4. Trata-se até aqui ainda da pequena política ou intendência europeia. A grande política joga-se no período de óbvia instabilidade e incerteza em que a Alemanha e a União Europeia vão mergulhar. Nos anos 70-80, havia estabilidade através do chamado bipartidarismo imperfeito (a CDU e o SPD coligavam-se à vez com os liberais, um partido muito mais pequeno, mas charneira). Depois de Kohl, já com cinco partidos, a estabilização passava por não haver governos minoritários (desde a fundação da RFA que nunca houve nenhum). Nos últimos dezasseis anos, formaram-se duas grandes coligações CDU-SPD, uma SPD-Verdes e outra CDU-FDP. Agora, o espectro de Weimar assola e assoma o edifício do Reichstag e regressou a pulverização partidária com seis grupos parlamentares, dois deles radicais, um à esquerda e outro à direita. A Alemanha parece uma grande Noruega, Dinamarca ou Finlândia (ou até a agora colorida Suécia). Ou, o que não é melhor, uma grande Holanda ou Bélgica, que, aliás, já alastrou ao Luxemburgo. A Alemanha que era, com a França e o Reino Unido, um referencial de estabilidade partidária, tornou-se hoje uma incógnita, muito provavelmente sujeita a novo e turbulento ciclo eleitoral. Era bem conhecida a classificação de Lijphart das democracias consensuais do Norte da Europa por contraposição à democracia maioritária de Westminster. Pois agora, a Alemanha já é uma dessas democracias consensuais nórdicas e o Reino Unido deixou de ser a velha fortaleza maioritária.
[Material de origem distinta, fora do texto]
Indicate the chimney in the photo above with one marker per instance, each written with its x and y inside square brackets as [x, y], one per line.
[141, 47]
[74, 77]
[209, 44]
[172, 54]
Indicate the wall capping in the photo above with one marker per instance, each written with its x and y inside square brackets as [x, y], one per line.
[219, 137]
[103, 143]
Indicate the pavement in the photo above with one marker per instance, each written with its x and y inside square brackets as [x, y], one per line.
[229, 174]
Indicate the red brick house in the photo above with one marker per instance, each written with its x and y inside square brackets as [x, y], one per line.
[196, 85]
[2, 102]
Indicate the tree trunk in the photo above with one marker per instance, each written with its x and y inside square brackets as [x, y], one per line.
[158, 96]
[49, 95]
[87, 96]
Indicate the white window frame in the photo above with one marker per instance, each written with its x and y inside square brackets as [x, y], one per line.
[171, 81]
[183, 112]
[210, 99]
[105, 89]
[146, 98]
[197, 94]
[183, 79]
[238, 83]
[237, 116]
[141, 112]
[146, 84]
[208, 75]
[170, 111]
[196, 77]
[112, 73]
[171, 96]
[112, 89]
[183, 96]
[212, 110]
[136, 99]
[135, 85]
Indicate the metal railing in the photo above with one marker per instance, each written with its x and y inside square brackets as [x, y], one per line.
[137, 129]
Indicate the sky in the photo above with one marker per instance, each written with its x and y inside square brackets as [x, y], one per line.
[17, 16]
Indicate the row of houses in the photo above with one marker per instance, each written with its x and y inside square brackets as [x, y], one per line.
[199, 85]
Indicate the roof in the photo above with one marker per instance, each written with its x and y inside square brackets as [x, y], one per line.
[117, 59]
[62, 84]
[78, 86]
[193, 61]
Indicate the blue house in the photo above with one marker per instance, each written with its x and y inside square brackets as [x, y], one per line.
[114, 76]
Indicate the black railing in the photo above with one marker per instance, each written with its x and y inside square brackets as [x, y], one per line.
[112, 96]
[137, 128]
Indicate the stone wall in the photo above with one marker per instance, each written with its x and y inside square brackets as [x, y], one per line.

Com efeito, os britânicos precisaram de uma coligação entre 2011-2015 (conservadores-liberais) e vivem hoje, de 2017 em diante, na mais periclitante das coligações entre conservadores e radicais protestantes da Irlanda do Norte (DUP). Isto para já não falar da França, que, comparada com os outros dois gigantes, parece um oásis de estabilidade e de previsibilidade, com um Presidente que tem logrado vencer a rua, mas que, nunca o esqueçamos, mudou radicalmente o seu sistema partidário. E mudou há parcos meses, sem que ninguém se atreva a futurar sobre os próximos episódios.

5. Em poucas palavras, os sistemas partidários alemão, francês e britânico – e já agora, italiano, espanhol, dos países de leste e de tantos outros – entraram em mudança profunda, senão mesmo em convulsão. A instabilidade alemã vai perturbar o ciclo de negociações com Macron, vai mudar os dados e os prazos do "Brexit" (com a paisagem política britânica em agonia galopante), vai baralhar as contas nas eleições italianas, vai perturbar largamente a agenda reformista europeia, cuja aceleração era esperada para os próximos meses. E torna provável o ocaso de Merkel, que, como Thatcher ou Kohl, acabará por sair. Restar-lhe-á talvez uma boa saída nessa saída crepuscular; a saída boa que tudo poderia reverter: ser ela a candidata a Presidente da Comissão Europeia para 2019-2024 e aceitar o repto de Juncker, não vedado nos Tratados, de fundir esse cargo com o de Presidente do Conselho. Yo no creo en las brujas, mas que las hay, las hay.  

Sim e Não

Sim. Porto e sede da EMA. Com o tempo disponível, a cidade mostrou estar à altura de albergar uma grande instituição internacional. Designadamente, em sede de infra-estruturas logísticas e educacionais.

Não. Porto e sede da EMA. O critério mais desfavorável para o Porto foi o de o país ter já 2 agências (o que excluía a primeira escolha do governo). A escolha muito tardia e a falta do ministro à votação não ajudaram.